Most of these events are all just preamble for the film's final 20 minutes. We get a pretty sweet transformation/mutation scene that owes more than a little to both The Exorcist and An American Werewolf in London. God, I miss non-CGI special effects. Hollywood wastes so much fucking money on catering and marketing schemes and star's salaries and bullshit. Why not blow a little money on master craftsmen making real stuff instead of the oddly textured and unconvincing computer effects that look like they're happening in a different dimension than the rest of the action on screen? Maybe, some day, CGI will look right. Right now, it's a joke and it makes every movie it's in look cheap and shitty. I'm just shouting into a void, I know. I complain about this 100 times a year, and no one will listen. "Hey," some Hollywood exec is not saying right now. "Some semi-employed, occasional substitute teacher is complaining about CGI on his blog. Let's scrap this shit and go back to foam and latex. Get Rick Baker on the horn now. We've got some robots and severed heads to build. Take it out of Shia LaBoeuf's salary. We've given that dope enough money." That will never happen. I just don't get our world sometimes. Why does technology always trump aesthetics? Just because we can do some things doesn't mean we always have to do some things. CGI can suck my ass in hell for all eternity.
Now that I've hit my quota of CGI complaints for the second quarter of 2011, I can resume my review. The Beast Within is loaded with veteran character actors, which may be of some interest for film buffs, but unfortunately does very little with them besides using them to further the plot. Still, it's enjoyable to see so many of them in one film. They include the late Bibi Besch (mother of Samantha Mathis), Ronny Cox, L.Q. Jones, Luke Askew, R.G. Armstrong, Logan Ramsey, Ron Soble, Don Gordon, and Designing Women's Meshach Taylor. Many of these actors have worked with Sam Peckinpah. Meshach Taylor has not. L.Q. Jones and Luke Askew get the best use of their talents out of the mediocre script, but Logan Ramsey also gets a nice moment when his character, so excited about the hamburger he's about to grill before he's attacked, decides to grab a handful of raw beef and eat it as he's being killed. He's not going to let a little thing like being murdered stop him from enjoying his rare meat.

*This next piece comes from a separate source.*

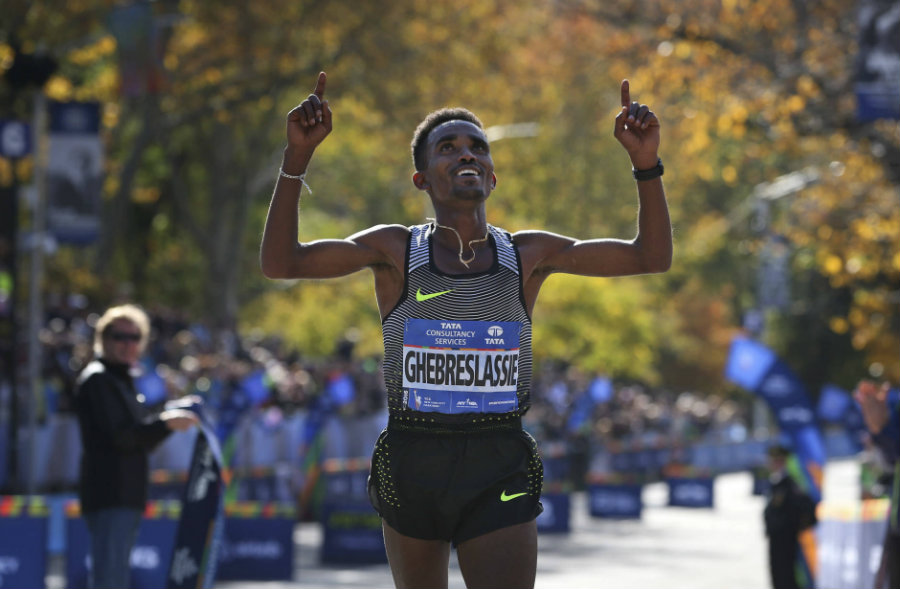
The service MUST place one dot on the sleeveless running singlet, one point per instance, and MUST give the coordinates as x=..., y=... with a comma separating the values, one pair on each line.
x=458, y=347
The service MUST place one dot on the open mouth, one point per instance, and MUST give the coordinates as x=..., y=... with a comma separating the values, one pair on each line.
x=468, y=172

The writing/directing team behind The Beast Within would go on to long careers in the horror genre. Writer Tom Holland later wrote the screenplays for Psycho II and Class of 1984 and wrote and directed Fright Night and Child's Play. Director Philippe Mora is an interesting case. Though his parents are French and he was born in Paris, he's lived most of his life in Australia and was one of the pioneering directors of the Ozploitation scene of independent Australian B-movies in the 1970s and 1980s. He was offered The Beast Within on the basis of his violent 1976 Western, Mad Dog Morgan, one of Dennis Hopper's rare 1970s leading roles during his bridge-burning, drug-fueled insanity period. The producers thought, "Hey, this Mora guy is great with blood and violence and he hasn't worked in a few years so we can probably get him cheap." The movie kicked Mora's career back into gear, and he's worked steadily ever since in two distinct tracks: genre B-movies and documentaries about philosophy, history, art, and culture. His other genre films include The Return of Captain Invincible, Howling II: Your Sister Is a Werewolf, Howling III, Communion, and Pterodactyl Woman from Beverly Hills.